Handout 4: Assertiveness rights

(Taken from Management Review, August 1982)

Fundamental to a proper level of assertiveness is a belief in these basic rights:

1. Assertive people believe that individuals have the right to be treated with respect. They value others as well as themselves and desire fairness in interpersonal relationships. They feel that personal relationships are damaged when one tries to control others through guilt, hostility, or intimidation. Individuals who demean others also demean themselves; everyone loses as a result.

2. Assertive people think that individuals have the right to promote their dignity and self-respect, as long as the rights of others are not violated in the process.

3. Assertive people believe individuals are entitled to defend themselves. They consider that when people frequently subordinate or relinquish their rights, others take advantage of them. When individuals express their honest thoughts and feelings directly and appropriately, everyone benefits.

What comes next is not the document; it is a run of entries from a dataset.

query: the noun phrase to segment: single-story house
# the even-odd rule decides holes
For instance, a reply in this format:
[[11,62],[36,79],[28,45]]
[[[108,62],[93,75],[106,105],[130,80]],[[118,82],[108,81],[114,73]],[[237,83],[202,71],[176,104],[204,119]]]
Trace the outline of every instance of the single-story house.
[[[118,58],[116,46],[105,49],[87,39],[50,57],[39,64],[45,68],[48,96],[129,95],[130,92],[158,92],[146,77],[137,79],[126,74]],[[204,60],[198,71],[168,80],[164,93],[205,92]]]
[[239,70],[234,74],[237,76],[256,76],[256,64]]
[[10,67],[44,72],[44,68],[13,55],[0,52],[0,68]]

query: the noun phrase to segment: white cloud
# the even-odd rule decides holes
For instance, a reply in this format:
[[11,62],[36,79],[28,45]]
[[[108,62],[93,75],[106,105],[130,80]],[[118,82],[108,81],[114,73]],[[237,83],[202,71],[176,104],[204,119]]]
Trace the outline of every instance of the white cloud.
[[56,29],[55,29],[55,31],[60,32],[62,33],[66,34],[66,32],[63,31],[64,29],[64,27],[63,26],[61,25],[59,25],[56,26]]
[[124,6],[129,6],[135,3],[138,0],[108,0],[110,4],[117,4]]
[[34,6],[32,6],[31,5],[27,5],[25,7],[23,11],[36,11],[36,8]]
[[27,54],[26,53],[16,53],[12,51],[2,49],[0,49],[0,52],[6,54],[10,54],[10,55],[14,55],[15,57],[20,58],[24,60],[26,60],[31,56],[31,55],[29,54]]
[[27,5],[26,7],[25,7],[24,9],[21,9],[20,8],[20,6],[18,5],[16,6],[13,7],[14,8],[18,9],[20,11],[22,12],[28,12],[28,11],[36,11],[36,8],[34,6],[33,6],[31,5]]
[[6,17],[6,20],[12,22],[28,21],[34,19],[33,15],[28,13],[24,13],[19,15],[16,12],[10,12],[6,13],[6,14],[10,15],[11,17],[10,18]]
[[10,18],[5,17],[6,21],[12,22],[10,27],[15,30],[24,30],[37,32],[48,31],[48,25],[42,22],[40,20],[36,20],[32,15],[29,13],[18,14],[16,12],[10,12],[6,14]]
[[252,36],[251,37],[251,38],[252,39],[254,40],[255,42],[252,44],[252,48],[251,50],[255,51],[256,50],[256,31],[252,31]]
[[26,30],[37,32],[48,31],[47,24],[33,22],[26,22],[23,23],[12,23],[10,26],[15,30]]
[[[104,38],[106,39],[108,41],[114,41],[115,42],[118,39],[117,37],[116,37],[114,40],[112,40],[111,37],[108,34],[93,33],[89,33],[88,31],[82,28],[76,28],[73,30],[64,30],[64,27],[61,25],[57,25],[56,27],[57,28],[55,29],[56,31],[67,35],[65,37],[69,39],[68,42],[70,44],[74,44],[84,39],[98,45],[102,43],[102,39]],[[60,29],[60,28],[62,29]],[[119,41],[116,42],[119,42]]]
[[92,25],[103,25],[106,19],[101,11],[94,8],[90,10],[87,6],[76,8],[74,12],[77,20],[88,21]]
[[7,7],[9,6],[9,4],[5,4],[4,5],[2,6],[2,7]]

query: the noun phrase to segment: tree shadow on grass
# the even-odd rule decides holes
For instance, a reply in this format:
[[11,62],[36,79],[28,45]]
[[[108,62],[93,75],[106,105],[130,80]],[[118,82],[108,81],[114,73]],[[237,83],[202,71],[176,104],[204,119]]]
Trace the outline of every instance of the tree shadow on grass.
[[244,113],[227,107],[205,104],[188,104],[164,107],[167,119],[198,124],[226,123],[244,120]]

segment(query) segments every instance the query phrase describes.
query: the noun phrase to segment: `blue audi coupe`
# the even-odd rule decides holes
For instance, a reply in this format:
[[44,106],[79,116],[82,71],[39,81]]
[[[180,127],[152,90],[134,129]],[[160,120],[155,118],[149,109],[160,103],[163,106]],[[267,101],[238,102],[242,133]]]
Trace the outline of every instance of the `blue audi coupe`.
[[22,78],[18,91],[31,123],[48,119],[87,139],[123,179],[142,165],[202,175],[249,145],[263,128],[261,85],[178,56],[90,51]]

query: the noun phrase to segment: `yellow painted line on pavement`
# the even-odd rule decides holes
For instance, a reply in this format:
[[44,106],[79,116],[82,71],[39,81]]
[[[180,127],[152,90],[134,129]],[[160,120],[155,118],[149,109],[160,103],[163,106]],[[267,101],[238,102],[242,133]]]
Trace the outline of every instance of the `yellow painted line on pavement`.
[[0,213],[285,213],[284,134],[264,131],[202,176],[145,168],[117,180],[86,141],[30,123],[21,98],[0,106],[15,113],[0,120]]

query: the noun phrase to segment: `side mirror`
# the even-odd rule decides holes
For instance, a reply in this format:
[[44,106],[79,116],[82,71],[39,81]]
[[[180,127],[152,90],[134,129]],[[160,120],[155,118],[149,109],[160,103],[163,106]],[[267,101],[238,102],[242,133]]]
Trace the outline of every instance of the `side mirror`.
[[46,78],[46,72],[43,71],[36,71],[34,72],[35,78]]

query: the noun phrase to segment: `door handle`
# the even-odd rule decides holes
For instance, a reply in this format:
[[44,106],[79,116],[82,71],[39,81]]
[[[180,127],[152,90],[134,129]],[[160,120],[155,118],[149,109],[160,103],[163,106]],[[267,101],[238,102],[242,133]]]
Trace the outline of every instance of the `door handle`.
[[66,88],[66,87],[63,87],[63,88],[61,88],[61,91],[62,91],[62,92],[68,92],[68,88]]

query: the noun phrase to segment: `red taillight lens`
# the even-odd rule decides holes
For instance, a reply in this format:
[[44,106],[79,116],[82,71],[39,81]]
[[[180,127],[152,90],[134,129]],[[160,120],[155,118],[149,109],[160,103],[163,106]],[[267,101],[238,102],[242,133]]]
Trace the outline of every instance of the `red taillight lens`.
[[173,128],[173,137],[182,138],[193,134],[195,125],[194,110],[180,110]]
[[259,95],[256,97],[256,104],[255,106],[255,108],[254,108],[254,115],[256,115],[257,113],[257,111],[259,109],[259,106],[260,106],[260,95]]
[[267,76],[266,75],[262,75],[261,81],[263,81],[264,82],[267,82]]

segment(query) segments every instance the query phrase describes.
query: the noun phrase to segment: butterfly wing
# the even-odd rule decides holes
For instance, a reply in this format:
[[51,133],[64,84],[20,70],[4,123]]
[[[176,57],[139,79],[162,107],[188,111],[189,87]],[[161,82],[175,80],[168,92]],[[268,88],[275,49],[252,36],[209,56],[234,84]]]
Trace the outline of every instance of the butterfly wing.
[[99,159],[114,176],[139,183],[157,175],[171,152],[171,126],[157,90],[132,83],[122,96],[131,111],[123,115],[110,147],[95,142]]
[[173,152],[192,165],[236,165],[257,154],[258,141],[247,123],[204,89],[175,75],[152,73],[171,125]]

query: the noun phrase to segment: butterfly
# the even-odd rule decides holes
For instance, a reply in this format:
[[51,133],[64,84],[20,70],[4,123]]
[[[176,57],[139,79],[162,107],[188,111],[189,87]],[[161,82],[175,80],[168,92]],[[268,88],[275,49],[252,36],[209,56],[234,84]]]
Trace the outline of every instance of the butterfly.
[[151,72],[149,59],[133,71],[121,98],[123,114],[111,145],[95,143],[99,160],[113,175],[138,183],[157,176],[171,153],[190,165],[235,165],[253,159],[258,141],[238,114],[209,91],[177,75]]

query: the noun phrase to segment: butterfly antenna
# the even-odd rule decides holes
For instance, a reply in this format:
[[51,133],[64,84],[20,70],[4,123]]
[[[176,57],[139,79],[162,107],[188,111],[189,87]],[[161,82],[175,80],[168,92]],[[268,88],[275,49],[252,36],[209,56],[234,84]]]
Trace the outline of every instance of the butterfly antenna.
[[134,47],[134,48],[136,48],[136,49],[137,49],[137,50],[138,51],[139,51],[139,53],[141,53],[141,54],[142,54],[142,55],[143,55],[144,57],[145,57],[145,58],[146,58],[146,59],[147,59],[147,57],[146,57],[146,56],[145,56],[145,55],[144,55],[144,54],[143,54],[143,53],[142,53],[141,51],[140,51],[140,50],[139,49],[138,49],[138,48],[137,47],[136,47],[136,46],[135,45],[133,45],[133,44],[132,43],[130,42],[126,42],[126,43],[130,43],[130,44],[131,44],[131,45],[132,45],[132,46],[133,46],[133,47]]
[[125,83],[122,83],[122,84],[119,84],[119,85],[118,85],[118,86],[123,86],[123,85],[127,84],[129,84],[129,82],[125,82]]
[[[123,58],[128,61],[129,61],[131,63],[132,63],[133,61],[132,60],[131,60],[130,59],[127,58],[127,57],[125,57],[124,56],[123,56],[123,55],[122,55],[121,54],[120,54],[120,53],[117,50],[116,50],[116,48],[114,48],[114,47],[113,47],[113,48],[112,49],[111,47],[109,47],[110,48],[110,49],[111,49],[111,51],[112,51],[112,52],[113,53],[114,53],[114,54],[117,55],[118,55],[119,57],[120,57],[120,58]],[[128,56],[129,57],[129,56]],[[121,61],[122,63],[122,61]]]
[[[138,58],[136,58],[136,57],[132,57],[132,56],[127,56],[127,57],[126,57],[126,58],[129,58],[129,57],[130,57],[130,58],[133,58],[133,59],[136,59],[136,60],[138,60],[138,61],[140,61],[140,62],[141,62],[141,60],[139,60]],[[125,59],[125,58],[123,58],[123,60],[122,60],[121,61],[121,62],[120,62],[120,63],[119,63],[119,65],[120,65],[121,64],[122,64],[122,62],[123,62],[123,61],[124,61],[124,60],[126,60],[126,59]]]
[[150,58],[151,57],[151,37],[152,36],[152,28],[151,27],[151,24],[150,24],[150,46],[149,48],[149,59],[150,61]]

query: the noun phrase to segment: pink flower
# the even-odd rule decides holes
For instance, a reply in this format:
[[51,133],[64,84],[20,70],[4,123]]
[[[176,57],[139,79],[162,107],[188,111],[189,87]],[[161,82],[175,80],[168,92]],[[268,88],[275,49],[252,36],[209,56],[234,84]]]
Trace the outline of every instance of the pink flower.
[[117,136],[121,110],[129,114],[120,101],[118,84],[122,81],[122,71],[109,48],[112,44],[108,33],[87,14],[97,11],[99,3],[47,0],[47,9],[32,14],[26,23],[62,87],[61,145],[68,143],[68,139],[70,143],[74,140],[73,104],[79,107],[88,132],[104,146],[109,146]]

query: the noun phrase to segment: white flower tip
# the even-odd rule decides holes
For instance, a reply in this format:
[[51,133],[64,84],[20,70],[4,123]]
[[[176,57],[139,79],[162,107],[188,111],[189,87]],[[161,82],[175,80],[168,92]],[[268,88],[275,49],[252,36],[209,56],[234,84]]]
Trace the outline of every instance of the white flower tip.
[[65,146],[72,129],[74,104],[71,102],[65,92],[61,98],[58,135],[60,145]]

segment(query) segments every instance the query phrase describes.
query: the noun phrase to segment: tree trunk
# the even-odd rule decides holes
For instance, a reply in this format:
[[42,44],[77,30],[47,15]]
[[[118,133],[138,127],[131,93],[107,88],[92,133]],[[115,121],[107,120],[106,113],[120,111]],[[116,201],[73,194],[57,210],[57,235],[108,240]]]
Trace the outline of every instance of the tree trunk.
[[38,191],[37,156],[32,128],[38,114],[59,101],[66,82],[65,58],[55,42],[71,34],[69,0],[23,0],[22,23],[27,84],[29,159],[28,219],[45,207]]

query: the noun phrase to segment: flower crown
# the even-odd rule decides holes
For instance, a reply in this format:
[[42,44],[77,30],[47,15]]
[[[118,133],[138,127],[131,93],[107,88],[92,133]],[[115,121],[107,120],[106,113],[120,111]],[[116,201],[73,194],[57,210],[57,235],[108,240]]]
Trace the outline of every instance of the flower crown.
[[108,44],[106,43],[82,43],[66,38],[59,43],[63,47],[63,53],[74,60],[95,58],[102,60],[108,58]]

4. Assertive people encourage others to express their ideas. In fact, they believe that not letting others know one's thoughts is a form of selfishness, because personal relationships can only become truly meaningful when individuals openly share their ideas.

5. Assertive people believe that individuals have the right to express their feelings about how other's behavior affects them. By verbalizing how they perceive other people's behavior, assertive people let other know where they stand -- and give them opportunity to change. Not letting people know how one feels about their behavior is just as inconsiderate as not listening to their thoughts and feelings.

6. Assertive people consider that individuals have the right to make their needs known. When someone else feels downtrodden, put-upon, mistreated, or indignant, assertive people believe he or she has the right to attempt to rectify the situation and to seek personal satisfaction. By allowing others to acknowledge their own needs, assertive people feel good about themselves and gain self-respect, as well as that of others.

7. Assertive people think that individuals have the right to take sufficient time to consider complex problems, to ask for information, and to change their minds when necessary. They are receptive to new ways of thinking, and do not seek pat answers or magical gimmicks to solve perplexing problems.

8. Assertive people believe individuals have the right to choose whether or not to change their behavior to please others, and the right to say "no" without feeling guilty. They want to be liked by others but are not seriously upset if they are not.

9. Assertive people even believe that individuals have the right not to assert themselves at times. People are entitled to establish their own priorities, to make mistakes, to suffer the consequences, and to be the ultimate judges of their own actions.

The key to developing responsible assertive behavior is realizing and accepting these rights. Although rights have limitations and bring with them responsibilities, accepting assertive rights is crucial to the process of expanding human potential.